Uma vez decretada a providência de proibição de disposição dos bens e efectuado o seu registo, importará perceber o seu alcance e designadamente os seus efeitos substantivos e registrais, procurando perceber quais as consequências no caso do seu incumprimento.


Tal não se afigura matéria fácil, senão vejamos:


Ao contrário do arresto, que é regulado quanto aos requisitos e aos efeitos em sede de direito substantivo e apenas na parte adjectiva no CPC, esta providência cautelar não encontra tratamento jurídico próprio fora do campo do processo civil, pelo que dificilmente se pode sustentar um efeito real ou uma oponibilidade em relação a terceiros que se traduza na invalidade dos actos praticados pelo requerido em incumprimento da mesma, ou sequer na sua ineficácia, a não ser através das regras do registo.


Com efeito, se não podermos defender a invalidade do acto de disposição proibido com base na falta de capacidade do requerido para o praticar, o que, de resto, não está previsto como efeito substantivo da providência, as sanções ou consequências do incumprimento da determinação judicial por parte do requerido só poderão passar:


1º Pela aceitação inequívoca da responsabilidade civil para com o requerente da providência;


2ª Pela da sanção criminal por crime de desobediência, a qual se encontra claramente assumida no CPC no seu artº 391º;


3ª Pelo recurso à acção executiva para prestação de facto.


EFEITOS REGISTRAIS


E o registo da providência que plus confere ao direito do requerente?

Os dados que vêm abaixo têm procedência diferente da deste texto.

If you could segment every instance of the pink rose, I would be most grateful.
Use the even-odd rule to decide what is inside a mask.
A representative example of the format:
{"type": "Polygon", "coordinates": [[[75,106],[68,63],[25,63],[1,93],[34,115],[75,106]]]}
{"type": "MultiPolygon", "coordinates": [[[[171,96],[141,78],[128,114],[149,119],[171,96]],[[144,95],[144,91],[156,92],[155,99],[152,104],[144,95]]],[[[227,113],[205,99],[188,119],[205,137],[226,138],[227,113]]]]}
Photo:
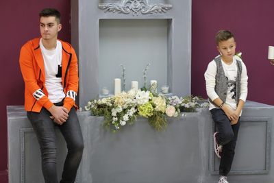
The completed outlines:
{"type": "Polygon", "coordinates": [[[168,117],[172,117],[175,114],[176,112],[176,109],[174,106],[167,106],[166,109],[166,114],[168,117]]]}

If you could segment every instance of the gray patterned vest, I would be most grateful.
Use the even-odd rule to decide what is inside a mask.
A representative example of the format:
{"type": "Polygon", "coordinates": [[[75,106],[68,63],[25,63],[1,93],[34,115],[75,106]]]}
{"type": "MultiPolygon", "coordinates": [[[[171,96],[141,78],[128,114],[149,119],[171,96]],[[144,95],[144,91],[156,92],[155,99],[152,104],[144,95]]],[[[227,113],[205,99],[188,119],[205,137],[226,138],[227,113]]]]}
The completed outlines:
{"type": "MultiPolygon", "coordinates": [[[[223,71],[222,61],[221,60],[221,56],[215,58],[214,61],[217,66],[217,73],[216,75],[216,85],[215,85],[215,92],[219,95],[220,99],[225,102],[227,99],[227,94],[228,90],[228,80],[225,77],[225,71],[223,71]]],[[[240,61],[236,60],[237,61],[237,78],[236,80],[236,101],[238,104],[240,93],[240,79],[242,74],[242,63],[240,61]]],[[[210,100],[212,102],[212,101],[210,100]]],[[[214,103],[213,102],[212,102],[214,103]]]]}

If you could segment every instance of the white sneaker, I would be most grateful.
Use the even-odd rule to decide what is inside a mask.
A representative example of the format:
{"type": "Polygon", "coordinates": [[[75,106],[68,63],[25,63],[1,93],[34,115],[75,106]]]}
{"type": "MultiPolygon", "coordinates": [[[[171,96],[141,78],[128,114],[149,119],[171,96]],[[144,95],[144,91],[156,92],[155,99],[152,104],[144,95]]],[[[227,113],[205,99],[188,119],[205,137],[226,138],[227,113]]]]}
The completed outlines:
{"type": "Polygon", "coordinates": [[[218,183],[229,183],[227,181],[227,178],[225,176],[221,176],[218,183]]]}
{"type": "Polygon", "coordinates": [[[219,145],[217,143],[217,141],[216,140],[216,135],[218,134],[218,132],[216,132],[214,134],[213,134],[213,139],[214,141],[214,151],[215,151],[215,154],[217,156],[217,157],[219,158],[221,158],[221,153],[222,152],[222,149],[223,149],[223,145],[219,145]]]}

O registo da providência cautelar que afecte a livre disposição dos bens, além de auxiliar na prova da má fé daquele que adquiriu após o registo, confere, também, uma prioridade ou prevalência sobre factos posteriormente registados.

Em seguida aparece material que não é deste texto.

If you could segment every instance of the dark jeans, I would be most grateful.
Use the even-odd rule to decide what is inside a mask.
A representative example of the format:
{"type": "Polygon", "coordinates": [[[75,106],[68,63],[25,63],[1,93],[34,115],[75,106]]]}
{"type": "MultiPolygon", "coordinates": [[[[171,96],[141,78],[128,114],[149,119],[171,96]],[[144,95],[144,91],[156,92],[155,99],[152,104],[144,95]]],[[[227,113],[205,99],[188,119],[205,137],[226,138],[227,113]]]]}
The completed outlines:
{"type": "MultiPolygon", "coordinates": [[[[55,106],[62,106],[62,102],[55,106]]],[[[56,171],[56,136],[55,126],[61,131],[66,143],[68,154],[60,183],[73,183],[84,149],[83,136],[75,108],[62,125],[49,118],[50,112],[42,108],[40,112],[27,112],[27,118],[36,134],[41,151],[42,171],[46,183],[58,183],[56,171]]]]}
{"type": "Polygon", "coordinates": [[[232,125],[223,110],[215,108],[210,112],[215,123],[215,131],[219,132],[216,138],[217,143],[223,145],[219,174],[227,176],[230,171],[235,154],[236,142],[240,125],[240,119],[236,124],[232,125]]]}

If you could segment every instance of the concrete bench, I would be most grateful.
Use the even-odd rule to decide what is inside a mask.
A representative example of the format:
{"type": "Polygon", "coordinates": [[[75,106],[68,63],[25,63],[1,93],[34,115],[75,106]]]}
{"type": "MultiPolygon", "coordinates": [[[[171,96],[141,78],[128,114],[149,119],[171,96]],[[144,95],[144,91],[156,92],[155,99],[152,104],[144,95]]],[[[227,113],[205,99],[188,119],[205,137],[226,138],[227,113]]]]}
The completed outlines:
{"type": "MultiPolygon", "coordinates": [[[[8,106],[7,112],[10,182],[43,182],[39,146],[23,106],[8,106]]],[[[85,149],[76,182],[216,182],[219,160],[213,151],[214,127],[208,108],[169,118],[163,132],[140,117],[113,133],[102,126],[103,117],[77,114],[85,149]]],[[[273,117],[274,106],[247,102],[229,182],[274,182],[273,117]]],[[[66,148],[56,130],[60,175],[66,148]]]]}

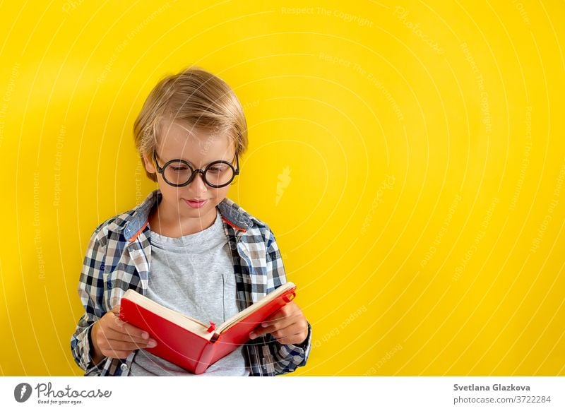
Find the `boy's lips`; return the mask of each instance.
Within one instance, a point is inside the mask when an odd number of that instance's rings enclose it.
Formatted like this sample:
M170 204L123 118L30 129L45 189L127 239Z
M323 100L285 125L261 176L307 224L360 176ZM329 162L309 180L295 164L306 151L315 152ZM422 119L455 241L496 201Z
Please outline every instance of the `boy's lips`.
M193 208L200 208L201 207L203 206L208 202L208 200L202 200L202 199L196 199L196 200L186 200L184 199L184 202L189 205L189 207L192 207Z

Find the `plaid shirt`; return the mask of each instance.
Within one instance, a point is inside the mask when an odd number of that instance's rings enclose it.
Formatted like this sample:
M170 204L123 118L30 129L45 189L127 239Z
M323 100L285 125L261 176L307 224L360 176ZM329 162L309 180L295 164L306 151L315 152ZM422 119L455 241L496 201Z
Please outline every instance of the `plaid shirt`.
M78 285L85 312L71 338L75 361L85 376L127 376L134 351L126 359L105 358L91 364L90 328L124 293L133 288L145 294L151 257L149 213L162 198L159 190L123 214L99 225L88 244ZM275 237L268 227L227 198L218 206L234 261L239 311L286 282ZM244 345L251 376L273 376L295 371L306 364L311 327L302 345L282 345L270 334Z

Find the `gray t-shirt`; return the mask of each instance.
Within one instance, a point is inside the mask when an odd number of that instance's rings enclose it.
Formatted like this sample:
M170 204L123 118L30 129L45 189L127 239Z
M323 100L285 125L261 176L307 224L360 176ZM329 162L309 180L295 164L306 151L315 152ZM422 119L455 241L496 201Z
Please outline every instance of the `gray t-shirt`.
M220 325L239 312L231 251L218 213L214 224L179 238L151 232L151 268L146 296L196 320ZM242 346L201 375L248 376ZM177 365L139 350L130 376L191 376Z

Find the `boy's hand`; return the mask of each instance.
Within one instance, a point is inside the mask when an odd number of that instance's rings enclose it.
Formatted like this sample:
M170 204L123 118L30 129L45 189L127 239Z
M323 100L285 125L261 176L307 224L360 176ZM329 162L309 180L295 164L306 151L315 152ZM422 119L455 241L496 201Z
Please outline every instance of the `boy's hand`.
M302 311L291 301L266 318L249 338L256 338L268 333L281 344L300 344L308 336L308 322Z
M148 333L122 321L119 315L119 305L117 305L93 326L90 340L94 364L105 357L126 358L138 348L157 345L155 340L149 338Z

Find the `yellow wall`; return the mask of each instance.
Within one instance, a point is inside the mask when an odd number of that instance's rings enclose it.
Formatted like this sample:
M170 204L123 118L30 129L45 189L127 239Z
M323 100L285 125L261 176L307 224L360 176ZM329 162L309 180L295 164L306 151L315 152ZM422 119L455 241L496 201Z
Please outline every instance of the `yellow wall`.
M4 2L0 374L81 375L88 239L154 189L133 119L196 64L244 107L230 197L298 285L314 347L296 374L565 375L564 12Z

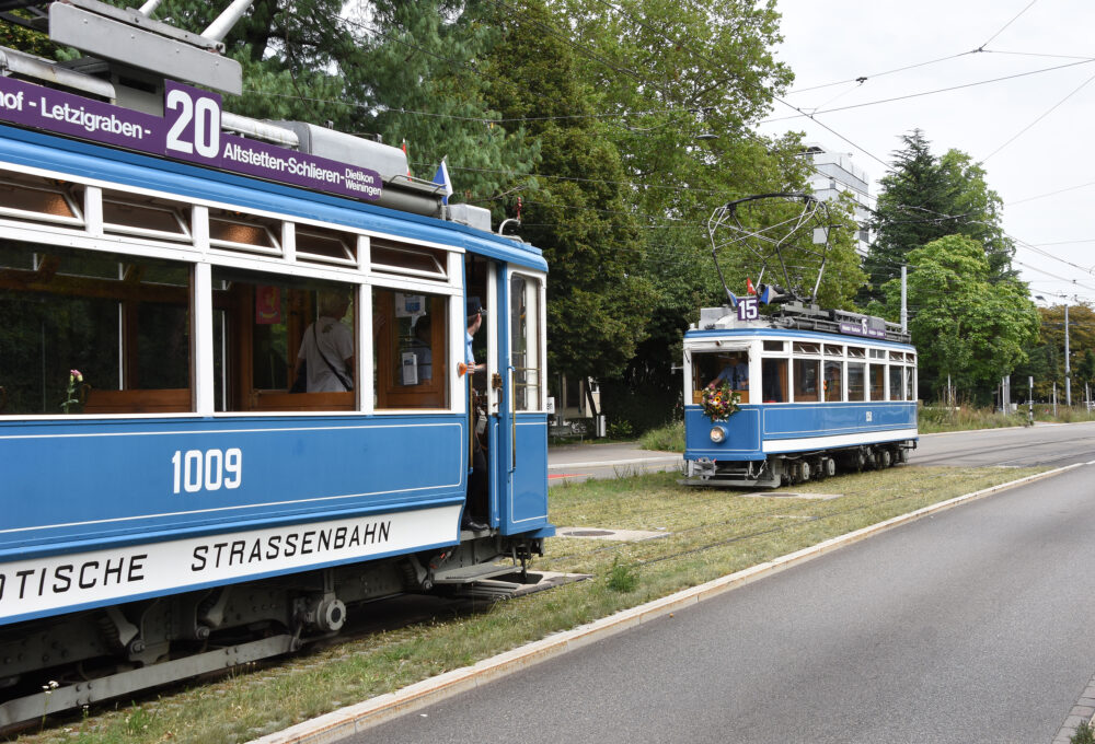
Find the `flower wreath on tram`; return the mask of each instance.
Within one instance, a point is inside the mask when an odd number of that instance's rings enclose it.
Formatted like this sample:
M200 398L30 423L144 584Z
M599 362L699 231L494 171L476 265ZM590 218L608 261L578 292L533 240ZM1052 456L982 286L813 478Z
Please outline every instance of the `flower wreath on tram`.
M700 400L703 412L710 416L712 421L725 421L737 412L740 403L741 395L734 392L728 382L714 387L704 387L703 397Z

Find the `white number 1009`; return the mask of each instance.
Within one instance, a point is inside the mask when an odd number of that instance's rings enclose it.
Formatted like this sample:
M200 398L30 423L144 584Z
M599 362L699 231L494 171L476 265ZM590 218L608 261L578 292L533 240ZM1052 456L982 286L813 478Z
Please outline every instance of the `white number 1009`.
M239 488L243 483L243 451L238 447L226 450L175 450L171 458L175 469L174 492L197 493L219 491L221 488Z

De tal forma que, na qualificação do registo da acção principal, da qual o procedimento cautelar é subsidiário, se considere como titular inscrito, para efeitos de trato sucessivo, o próprio requerido no procedimento cautelar e ora réu e não o terceiro que só posteriormente acedeu ao registo.

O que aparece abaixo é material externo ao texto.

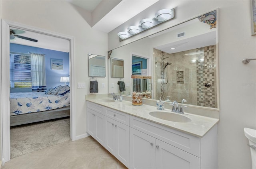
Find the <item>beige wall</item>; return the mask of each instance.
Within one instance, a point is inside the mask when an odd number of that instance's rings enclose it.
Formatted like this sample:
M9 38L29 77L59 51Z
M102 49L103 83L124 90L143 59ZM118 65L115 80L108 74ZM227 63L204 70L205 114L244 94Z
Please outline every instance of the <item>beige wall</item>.
M107 56L107 34L94 30L66 1L3 0L1 10L2 19L74 37L74 70L76 133L76 137L86 134L85 95L89 93L88 53ZM97 78L99 86L107 84L106 77ZM85 82L86 88L78 89L77 83ZM99 88L106 93L108 88Z
M251 168L248 141L243 129L256 129L256 61L247 65L242 63L244 58L256 57L256 36L251 35L249 1L170 0L165 3L161 7L176 8L175 18L158 26L158 29L219 8L219 168ZM154 11L152 8L149 10ZM117 32L136 24L136 21L128 21L109 33L109 49L154 32L154 28L119 43Z
M0 0L0 20L2 19L2 0ZM2 32L2 22L0 22L0 32ZM0 33L0 39L2 39L2 33ZM0 41L0 46L1 46L2 42ZM0 47L0 53L2 53L1 48ZM1 54L0 54L0 55ZM2 65L1 60L0 59L0 65ZM2 74L2 71L0 69L0 74ZM0 82L2 81L0 80ZM0 96L2 96L2 88L0 88ZM0 97L0 168L2 163L2 97Z

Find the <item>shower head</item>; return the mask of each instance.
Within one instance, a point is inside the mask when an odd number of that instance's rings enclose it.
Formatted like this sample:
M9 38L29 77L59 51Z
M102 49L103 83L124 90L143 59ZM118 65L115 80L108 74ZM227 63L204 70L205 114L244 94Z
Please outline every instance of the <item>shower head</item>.
M168 66L168 65L172 65L172 63L170 63L170 62L167 62L167 63L166 63L165 64L165 65L164 65L164 69L165 69L165 68L166 67L166 66Z

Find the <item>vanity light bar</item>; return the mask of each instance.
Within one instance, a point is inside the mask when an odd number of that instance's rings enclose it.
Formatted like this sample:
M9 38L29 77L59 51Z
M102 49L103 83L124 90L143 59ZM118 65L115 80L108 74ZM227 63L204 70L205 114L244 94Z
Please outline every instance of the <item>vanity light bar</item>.
M119 41L123 41L134 35L156 26L174 18L174 9L164 9L157 11L153 19L145 18L140 22L140 26L132 26L127 28L127 31L117 33Z

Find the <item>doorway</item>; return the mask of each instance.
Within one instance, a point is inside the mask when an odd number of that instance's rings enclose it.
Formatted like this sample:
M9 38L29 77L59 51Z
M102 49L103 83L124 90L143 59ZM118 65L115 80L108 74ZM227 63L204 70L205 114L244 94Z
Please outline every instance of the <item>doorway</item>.
M74 100L74 93L72 91L74 91L74 88L72 85L73 80L72 78L74 73L74 66L72 61L74 59L73 51L73 37L68 35L59 34L58 33L53 33L46 31L34 27L31 27L28 26L4 20L2 20L2 149L3 164L5 162L10 161L10 75L6 72L10 71L10 65L9 64L9 57L3 56L9 56L10 54L10 28L15 28L23 30L36 32L47 35L56 37L60 38L67 39L70 43L70 88L71 92L70 97L70 138L72 140L75 139L75 123L74 115L73 112L72 102ZM3 113L4 112L4 113Z

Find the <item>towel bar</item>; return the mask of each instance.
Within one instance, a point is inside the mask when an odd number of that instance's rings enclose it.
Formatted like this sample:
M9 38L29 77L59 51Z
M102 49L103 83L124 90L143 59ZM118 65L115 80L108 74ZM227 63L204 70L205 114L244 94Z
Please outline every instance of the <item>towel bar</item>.
M249 58L249 59L244 59L242 61L243 63L246 64L250 62L250 61L252 61L253 60L256 60L256 58Z

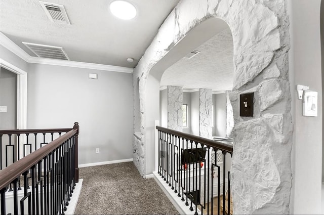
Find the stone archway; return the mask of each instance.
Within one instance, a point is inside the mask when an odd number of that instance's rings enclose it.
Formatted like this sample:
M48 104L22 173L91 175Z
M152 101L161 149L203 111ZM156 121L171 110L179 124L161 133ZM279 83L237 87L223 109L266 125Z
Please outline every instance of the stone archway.
M231 175L234 213L288 213L292 123L287 6L284 0L257 2L183 1L169 15L134 69L134 83L139 78L141 128L140 141L134 144L134 163L143 176L153 170L151 143L158 119L160 77L151 69L199 23L219 18L229 26L234 43L230 99L235 120ZM254 93L252 118L239 115L239 95L248 92Z

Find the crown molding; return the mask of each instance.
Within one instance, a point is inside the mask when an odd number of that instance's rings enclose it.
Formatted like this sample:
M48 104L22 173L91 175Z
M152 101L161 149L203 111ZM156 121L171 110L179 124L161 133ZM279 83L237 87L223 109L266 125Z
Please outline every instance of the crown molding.
M30 57L28 63L40 64L53 65L56 66L68 66L70 67L82 68L84 69L96 69L98 70L110 71L111 72L126 72L132 73L133 68L122 66L111 66L110 65L99 64L96 63L80 62L77 61L62 60L51 59L50 58Z
M197 91L199 91L198 89L194 89L191 90L187 90L187 89L183 89L183 92L184 93L193 93L196 92Z
M226 91L213 91L213 94L220 94L225 93L226 92Z
M122 66L32 57L1 32L0 32L0 45L26 62L30 63L68 66L128 73L132 73L134 70L133 68L124 67Z
M1 32L0 32L0 45L26 62L28 62L28 59L30 57L29 55Z

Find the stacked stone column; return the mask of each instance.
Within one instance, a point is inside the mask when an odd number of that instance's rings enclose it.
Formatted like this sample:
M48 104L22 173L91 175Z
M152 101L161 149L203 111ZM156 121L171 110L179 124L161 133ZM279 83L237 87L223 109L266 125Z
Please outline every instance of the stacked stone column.
M168 128L182 131L182 87L168 86Z

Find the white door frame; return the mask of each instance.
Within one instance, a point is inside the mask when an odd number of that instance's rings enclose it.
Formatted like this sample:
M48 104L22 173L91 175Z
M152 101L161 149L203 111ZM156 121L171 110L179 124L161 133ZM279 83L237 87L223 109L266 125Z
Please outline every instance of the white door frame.
M17 74L17 129L27 128L27 72L0 58L0 67Z

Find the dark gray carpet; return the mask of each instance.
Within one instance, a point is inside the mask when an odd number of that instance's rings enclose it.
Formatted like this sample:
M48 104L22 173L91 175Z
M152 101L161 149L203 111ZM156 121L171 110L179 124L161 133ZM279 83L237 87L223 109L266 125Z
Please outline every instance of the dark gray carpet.
M80 168L79 214L179 214L154 179L144 179L132 162Z

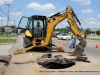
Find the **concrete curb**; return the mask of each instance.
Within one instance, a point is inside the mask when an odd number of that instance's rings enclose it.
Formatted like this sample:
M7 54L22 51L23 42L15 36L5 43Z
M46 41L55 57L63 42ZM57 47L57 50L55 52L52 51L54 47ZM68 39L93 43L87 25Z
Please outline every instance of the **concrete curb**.
M8 44L14 44L16 42L10 42L10 43L0 43L0 45L8 45Z

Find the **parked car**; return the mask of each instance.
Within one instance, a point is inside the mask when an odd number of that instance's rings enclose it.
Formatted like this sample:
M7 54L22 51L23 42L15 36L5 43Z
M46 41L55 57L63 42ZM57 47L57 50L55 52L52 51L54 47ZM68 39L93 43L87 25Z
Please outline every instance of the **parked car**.
M59 35L57 35L57 39L58 40L70 40L71 39L71 37L70 37L70 35L68 35L68 34L59 34Z

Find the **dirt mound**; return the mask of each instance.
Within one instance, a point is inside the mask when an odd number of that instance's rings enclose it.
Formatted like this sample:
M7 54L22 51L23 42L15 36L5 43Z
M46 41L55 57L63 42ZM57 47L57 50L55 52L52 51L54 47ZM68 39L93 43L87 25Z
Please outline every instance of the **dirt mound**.
M0 75L4 75L11 57L11 55L0 55Z

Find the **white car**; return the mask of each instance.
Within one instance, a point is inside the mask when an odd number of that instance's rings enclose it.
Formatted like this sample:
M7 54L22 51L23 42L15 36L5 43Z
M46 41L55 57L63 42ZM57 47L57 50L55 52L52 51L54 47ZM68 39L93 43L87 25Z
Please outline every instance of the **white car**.
M57 39L58 40L67 40L67 39L70 40L71 37L68 34L59 34L59 35L57 35Z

Esta é uma decorrência do disposto do artº 34º, nº2, 2º parte, do Código do Registo Predial que determina o seguinte:


No caso de existir sobre os bens registo de aquisição ou reconhecimento de direito susceptível de ser transmitido ou de mera posse, é necessária a intervenção do respectivo titular para poder ser lavrada nova inscrição definitiva, salvo se o facto for consequência de outro anteriormente inscrito.


Ora, se A., requerido no procedimento cautelar, vende a B. após a decretação e o registo da providência cautelar, B. pode registar definitivamente a sua aquisição pois esta não é inválida.


Contudo, vindo C., requerente no processo cautelar pedir na acção principal, o reconhecimento do direito de propriedade sobre o prédio, basta que figure como réu o A. e já não o B., agora titular inscrito, para que se considere assegurado o trato sucessivo.


Não há intervenção do titular inscrito B. na acção principal mas há intervenção de A.


É o bastante pois a acção é consequência de um outro facto – a providência cautelar – inscrito antes do direito do B.


É, portanto, este o efeito útil do registo. A oponibilidade a terceiros do facto primeiramente inscrito.


Processo de insolvência


Vista a hipótese da indisponibilidade dos bens por decretação judicial, vejamos agora um caso de indisponibilidade de bens por força da lei mas em resultado de uma decisão judicial.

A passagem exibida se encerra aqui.